Atma Nirbhar Bharat and healthcare: even health, death and disease are forgotten
RN Bhaskar – 19 May 2020
For policymakers and those seriously concerned about healthcare, a viewing of TedX Gateway Webinar with Dr. Zarir F Udwadia (Pulmonologist) which can be viewed at https://youtu.be/MtKnnapPPq0 , should be made mandatory.
It sends across one message that is stark and simple – the ongoing Covid-19 pandemic is not the end of the story. There will be more casualties and even more epidemics. India needs to be prepared. And this is precisely what policymakers have not focussed on. Not even in the Atma Nirbhar presentations.
There was much expectation, and need, for the government to focus on healthcare. This was on account of several reasons.
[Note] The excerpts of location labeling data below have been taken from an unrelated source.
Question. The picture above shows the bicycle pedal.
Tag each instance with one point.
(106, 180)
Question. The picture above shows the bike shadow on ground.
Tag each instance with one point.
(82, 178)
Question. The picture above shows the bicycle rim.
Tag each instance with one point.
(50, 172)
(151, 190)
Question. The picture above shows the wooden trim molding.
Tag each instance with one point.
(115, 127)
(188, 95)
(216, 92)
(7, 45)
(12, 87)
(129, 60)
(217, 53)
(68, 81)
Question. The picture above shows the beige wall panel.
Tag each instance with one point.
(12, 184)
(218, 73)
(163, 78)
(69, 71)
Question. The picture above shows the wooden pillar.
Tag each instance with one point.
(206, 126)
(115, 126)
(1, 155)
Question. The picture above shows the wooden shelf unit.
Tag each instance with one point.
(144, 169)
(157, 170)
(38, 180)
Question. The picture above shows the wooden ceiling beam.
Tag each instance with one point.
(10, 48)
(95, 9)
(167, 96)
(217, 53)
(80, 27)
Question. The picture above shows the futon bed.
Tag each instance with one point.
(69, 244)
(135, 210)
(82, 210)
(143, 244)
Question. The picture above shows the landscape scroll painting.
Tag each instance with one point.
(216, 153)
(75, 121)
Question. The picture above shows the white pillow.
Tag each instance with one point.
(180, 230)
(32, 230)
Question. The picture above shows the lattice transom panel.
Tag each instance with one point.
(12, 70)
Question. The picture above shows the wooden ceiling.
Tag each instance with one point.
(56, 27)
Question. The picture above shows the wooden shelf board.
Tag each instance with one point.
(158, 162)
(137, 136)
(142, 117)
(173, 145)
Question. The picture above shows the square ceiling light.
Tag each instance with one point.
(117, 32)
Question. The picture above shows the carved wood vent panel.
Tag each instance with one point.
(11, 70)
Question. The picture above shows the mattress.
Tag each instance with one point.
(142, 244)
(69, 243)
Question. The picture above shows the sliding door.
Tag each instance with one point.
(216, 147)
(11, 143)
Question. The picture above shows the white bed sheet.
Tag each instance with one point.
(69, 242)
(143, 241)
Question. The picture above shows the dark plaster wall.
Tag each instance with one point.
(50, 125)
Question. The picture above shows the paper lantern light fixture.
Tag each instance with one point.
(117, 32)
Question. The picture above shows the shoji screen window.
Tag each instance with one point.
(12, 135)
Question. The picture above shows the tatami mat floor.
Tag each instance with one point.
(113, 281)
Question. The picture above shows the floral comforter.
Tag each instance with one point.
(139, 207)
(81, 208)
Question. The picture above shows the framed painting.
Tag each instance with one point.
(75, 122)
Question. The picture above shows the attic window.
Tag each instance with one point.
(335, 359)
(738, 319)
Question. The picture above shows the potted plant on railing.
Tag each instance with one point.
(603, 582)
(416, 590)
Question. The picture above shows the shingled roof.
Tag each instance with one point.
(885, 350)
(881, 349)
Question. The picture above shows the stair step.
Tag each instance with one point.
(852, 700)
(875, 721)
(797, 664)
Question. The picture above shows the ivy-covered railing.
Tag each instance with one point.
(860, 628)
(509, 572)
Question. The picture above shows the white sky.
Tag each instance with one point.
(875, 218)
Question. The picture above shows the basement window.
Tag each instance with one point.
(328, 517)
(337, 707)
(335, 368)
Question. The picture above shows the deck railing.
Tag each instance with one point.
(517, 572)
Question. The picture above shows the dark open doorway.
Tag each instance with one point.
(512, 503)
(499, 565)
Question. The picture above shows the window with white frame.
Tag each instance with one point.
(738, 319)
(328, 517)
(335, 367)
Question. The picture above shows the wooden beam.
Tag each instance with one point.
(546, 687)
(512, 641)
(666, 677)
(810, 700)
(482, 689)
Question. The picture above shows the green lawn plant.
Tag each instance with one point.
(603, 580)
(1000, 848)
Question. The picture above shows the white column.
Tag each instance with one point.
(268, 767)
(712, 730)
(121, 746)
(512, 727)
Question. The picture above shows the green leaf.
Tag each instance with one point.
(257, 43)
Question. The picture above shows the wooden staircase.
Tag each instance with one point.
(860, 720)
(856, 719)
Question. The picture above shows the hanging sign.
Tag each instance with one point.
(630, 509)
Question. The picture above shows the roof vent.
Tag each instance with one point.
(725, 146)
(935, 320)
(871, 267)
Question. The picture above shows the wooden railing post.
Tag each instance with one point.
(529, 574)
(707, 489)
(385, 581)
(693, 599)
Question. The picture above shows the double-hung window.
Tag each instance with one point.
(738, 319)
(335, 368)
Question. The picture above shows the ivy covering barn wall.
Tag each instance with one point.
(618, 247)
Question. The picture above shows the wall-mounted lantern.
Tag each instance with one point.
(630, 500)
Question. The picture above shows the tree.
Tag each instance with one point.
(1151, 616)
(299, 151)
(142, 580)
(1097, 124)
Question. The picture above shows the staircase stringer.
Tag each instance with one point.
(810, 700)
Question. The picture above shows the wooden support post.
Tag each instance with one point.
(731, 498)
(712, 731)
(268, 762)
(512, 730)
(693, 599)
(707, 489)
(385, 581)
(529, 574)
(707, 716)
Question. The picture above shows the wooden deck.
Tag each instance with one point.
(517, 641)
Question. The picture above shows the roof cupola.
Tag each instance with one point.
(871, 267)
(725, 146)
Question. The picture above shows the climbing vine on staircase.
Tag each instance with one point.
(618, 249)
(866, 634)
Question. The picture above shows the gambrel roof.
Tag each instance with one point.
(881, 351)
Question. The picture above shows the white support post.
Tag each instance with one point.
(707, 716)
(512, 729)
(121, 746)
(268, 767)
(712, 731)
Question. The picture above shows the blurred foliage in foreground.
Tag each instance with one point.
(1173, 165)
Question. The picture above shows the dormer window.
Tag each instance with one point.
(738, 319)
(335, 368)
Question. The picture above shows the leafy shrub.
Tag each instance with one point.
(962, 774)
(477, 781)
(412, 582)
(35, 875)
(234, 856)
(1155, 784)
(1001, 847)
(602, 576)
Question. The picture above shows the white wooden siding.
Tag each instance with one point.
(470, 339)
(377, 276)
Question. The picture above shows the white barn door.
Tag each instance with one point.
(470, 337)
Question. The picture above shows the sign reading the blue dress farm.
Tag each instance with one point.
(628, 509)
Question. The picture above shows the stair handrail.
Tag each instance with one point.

First, just look at our government hospitals. See the crowds milling around, even before the Covid-19 pandemic began. The reason for the crowds being there is obvious to anyone familiar with the India scene. Most patients are poor and cannot afford private hospitals. Moreover, many of the private hospitals are poorly equipped, but fleece the poor and the ignorant. And the crowds are huge because the government has not invested enough on healthcare.
Pakistan has more doctors and hospital beds than India has for every 1,000 people (see chart). India has become a story of exploiting the poor. These funds are invariably transferred to people from whom politicians get their votes.
Second, despite going to government hospitals, the poor often find that they have to go back to private doctors and clinics, because the government hospitals either complain about medicines not being available, or the x-ray or sonar equipment being out of order, or (shockingly) even the pathology lab not working. Look outside JJ Hospital in Mumbai and look at the innumerable cubby-holes of shops mushrooming on the side roads. These are clinics to which hospital staff send poor patients because they say the machines are not working. As a result, the average Indian spends more out of pocket on healthcare (as a percentage of income) than most people in the world (see chart).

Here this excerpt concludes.